Unburdening the lives of people with improved cooking stoves
Globally, an estimated 2.8 billion people rely on solid biomass (wood, manure) as the
main fuel for cooking. In rural areas of Nepal, biomass is by far the most important source of energy. In our project village Ramni in Kalikot district, almost all households use traditional fireplaces for cooking and heating.
In a first phase, we are equipping 38 households with kitchen stoves adapted to their needs. The project is financed by donations and a project grant by the German Federal Ministry for Economic Cooperation and Development (BMZ).
The traditional stoves or open fireplaces (3-stone fire or metal stand) have many disadvantages:
The increased consumption of firewood increases the pressure on the ecologically important
mountain forests. Clearing leads to increased erosion, threatens biodiversity, and important resources such as water are lost to rural communities. Mahawai Municipality, where our village of Ramni is located, is also the westernmost place where the rare red panda has ever been sighted in the wild. Therefore, the forests are especially worthy of protection!
The average wood consumption of a family per day is about 25 kg. The entire village cuts about 2500 trees per year for firewood. If we can reduce the consumption by 70% with the stoves, we would preserve or otherwise use 1750 trees.
The resulting smoke causes enormous damage to health, including acute
respiratory diseases, chronic bronchitis, eye irritation, and chronic obstructive
Pulmonary Disease (COPD). We conducted a comprehensive on-site study in which 88% of respondents complained of massive health problems that can be attributed to pollution. Women, the elderly and children, who spend particularly long and frequent periods indoors, are particularly affected.
Collecting firewood and cooking is the responsibility of women. Our study showed that women work up to 18 hours a day. They spend up to 5 hours collecting firewood alone. That is a whole 1800 hours per household per year! Especially the poor families living along the river have to travel long distances alone to get to the forest. In addition, there is the time for the preparation of the food in which the women are particularly exposed to the smoke and of course the hard work in the fields.

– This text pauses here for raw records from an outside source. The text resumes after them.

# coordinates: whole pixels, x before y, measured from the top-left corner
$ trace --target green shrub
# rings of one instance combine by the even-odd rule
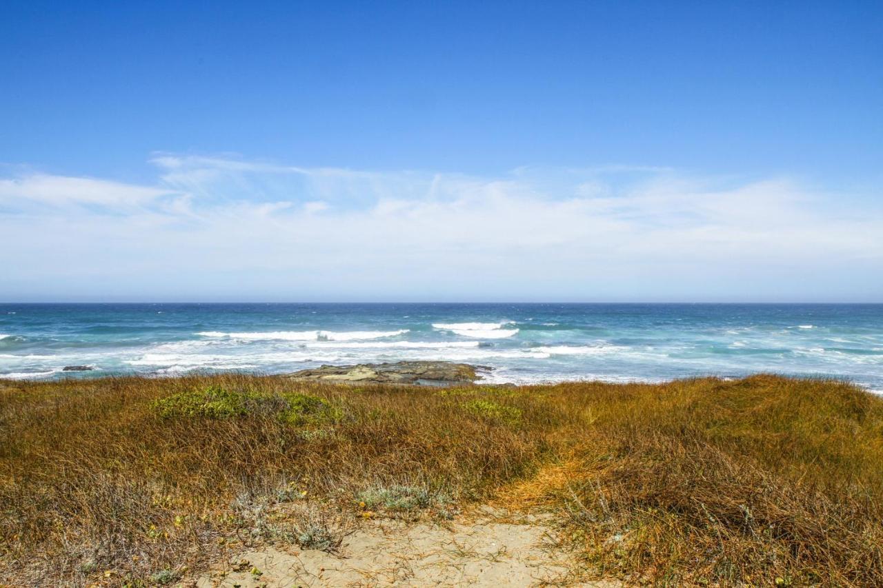
[[[414,486],[378,486],[363,490],[356,495],[356,500],[365,503],[366,509],[386,509],[387,510],[415,510],[428,509],[434,505],[448,502],[443,494],[432,494],[426,488]]]
[[[464,404],[466,410],[482,418],[514,425],[521,420],[521,409],[498,404],[491,400],[472,400]]]
[[[160,398],[151,405],[163,418],[232,418],[252,415],[276,415],[291,425],[321,425],[337,422],[339,408],[306,394],[257,392],[208,386]]]
[[[324,425],[336,423],[343,418],[343,411],[321,398],[306,394],[283,395],[288,404],[279,417],[291,425]]]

With our project, we are addressing these problems. The focus of our project is to equip 38 households with the improved kitchen stoves. All households are located in the village of Ramni in the district of Kalikot, in western Nepal. The area is among the poorest in the country (ranked 75 out of 77 on the Human Development Index) and is extremely remote. As the crow flies, it is only 370 kilometers from Kathmandu to Ramni, but the driving distance is almost 800 kilometers and that is through mountainous terrain and on poor roads. On the truck, the furnaces will therefore arrive after about 2.5 days. From the road, they have to be transported over a suspension bridge and over 400 meters in altitude by porters to the village. This logistical feat would never be possible without our experienced partners from EcoHimal Nepal!

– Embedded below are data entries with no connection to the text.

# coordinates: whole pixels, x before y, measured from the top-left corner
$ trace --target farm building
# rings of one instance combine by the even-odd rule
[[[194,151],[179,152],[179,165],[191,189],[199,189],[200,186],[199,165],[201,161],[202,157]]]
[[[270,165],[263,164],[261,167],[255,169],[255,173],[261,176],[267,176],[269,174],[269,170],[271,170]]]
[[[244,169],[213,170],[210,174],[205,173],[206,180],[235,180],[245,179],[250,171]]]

We want to work closely with women’s groups and the community forest user committee that already exist in Ramni village. Such women’s groups exist in many villages in Nepal. The women meet regularly to exchange ideas and we are convinced that it will be important to work closely with them in the future. There are two main reasons for this. First, women suffer the most from the health effects of open fires and the workload of collecting firewood. Second, rural women in Kalikot are severely disadvantaged in all aspects of life. They are also often alone in Ramni throughout the year, or at least for extended periods of time, as the men work in India or farther abroad (e.g., Qatar). Therefore, we are convinced that sustainable change processes can become especially successful through the involvement of women. We have therefore already heavily involved the women. We have discussed with them what requirements they have for the stoves, they are to help us select households, and later they will be trained on sustainable forest use and various health issues. We also want to bring two youths from the village to Kathmandu so that they can be part of the production of the stoves. They will then be trained as stove installers and in the long run they will maintain the stoves in Kalikot and ultimately be paid for it.